Probably the entire operating staff, together with various officials and local luminaries, pose for a formal shot outside the tramcar depot in Park Road - photo undated, but probably taken following delivery of the uniforms, almost certainly in summer 1903. There are eight motormen, eight conductors and two inspectors. Photo courtesy of the Barry Marsden collection.
A blow-up of the above photo showing a conductor (top) and two motormen. The kepi-style caps carry script-lettering grade badges and an oval badge of unknown pattern; the 'I C T' collar initials are easily made out.

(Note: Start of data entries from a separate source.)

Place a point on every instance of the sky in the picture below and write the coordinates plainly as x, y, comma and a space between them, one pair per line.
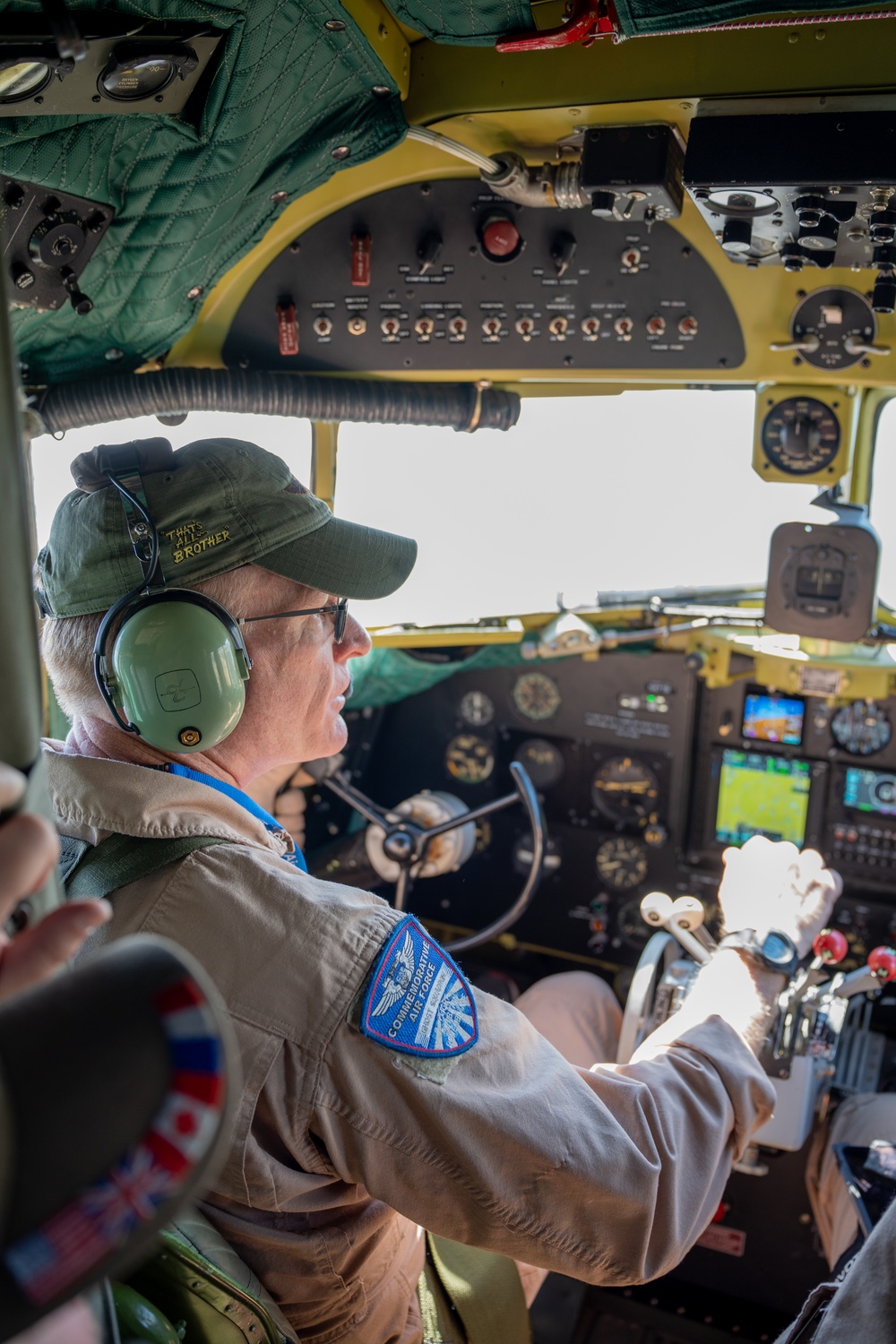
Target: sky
584, 495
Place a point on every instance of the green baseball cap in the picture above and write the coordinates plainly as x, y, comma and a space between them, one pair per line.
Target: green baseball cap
218, 504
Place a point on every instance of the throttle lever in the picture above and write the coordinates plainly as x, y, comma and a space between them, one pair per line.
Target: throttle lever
879, 969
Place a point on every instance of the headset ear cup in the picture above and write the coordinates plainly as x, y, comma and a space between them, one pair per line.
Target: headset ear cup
179, 667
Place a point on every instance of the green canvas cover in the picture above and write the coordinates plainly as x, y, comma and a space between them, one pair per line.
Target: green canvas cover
193, 199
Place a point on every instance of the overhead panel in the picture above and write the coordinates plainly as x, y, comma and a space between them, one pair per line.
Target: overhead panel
446, 276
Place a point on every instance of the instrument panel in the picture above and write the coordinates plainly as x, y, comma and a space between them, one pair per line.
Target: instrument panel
645, 777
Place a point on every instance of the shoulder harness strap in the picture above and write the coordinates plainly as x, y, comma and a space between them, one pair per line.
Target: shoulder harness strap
118, 860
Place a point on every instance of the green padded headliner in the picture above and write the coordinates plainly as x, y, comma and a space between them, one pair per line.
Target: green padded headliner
190, 202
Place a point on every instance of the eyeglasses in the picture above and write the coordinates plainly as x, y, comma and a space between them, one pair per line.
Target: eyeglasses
339, 610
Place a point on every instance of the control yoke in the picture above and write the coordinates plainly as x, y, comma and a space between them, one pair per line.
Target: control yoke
820, 1037
402, 840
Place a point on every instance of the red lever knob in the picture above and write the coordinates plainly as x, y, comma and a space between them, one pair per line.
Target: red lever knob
882, 962
831, 945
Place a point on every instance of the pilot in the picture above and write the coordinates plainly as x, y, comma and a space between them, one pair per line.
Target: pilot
382, 1093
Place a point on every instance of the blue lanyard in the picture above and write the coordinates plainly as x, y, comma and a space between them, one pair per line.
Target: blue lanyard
271, 824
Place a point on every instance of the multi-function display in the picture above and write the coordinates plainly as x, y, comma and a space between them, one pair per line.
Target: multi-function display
762, 796
772, 718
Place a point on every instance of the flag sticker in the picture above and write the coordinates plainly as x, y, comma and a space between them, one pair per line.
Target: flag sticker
418, 1000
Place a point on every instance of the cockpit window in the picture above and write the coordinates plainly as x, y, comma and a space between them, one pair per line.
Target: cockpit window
650, 489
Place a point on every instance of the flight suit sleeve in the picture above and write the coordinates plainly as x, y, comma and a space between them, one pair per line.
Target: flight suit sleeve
607, 1175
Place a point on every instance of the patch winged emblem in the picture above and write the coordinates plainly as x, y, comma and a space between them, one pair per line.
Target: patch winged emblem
418, 1000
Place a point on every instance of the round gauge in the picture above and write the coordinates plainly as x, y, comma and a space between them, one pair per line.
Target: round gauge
625, 789
833, 325
23, 80
861, 728
536, 696
469, 758
801, 435
477, 709
541, 762
622, 863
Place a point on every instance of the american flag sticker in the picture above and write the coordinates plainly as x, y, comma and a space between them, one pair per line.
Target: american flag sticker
72, 1244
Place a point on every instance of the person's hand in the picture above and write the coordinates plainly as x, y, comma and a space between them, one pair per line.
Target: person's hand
29, 849
771, 884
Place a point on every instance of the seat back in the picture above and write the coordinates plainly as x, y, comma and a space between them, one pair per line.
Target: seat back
198, 1279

Another blow-up of the staff photo above, this time showing two conductors (back) and two motormen. The subject in the middle is one of the few depicted who is not wearing an overcoat, thus revealing his 'lancer-style' tunic underneath. The employee numbers on the bearers' left-hand collars (of both tunics and overcoats) are easily made out.
General pattern script-lettering cap badges - Motorman and Conductor - brass, of the type used by Ilkeston Corporation Tramways.
A blow-up of the staff photo above showing one of the inspectors. Somewhat unusually for a UK tramway system, his script-lettering grade badge is clearly metal (presumably brass), rather than the almost ubiquitously used embroidered hat band.
Script-lettering grade badge of the type probably worn by Ilkeston inspectors, at least during the early years - brass.
The crew of a rather neglected-looking Tramcar No 8 pose for the cameraman at Cotmanhay in 1917. Author's collection.
A blow up of the above photo showing the conductress in single-breasted overcoat, and with a baggy cap with a glossy peak.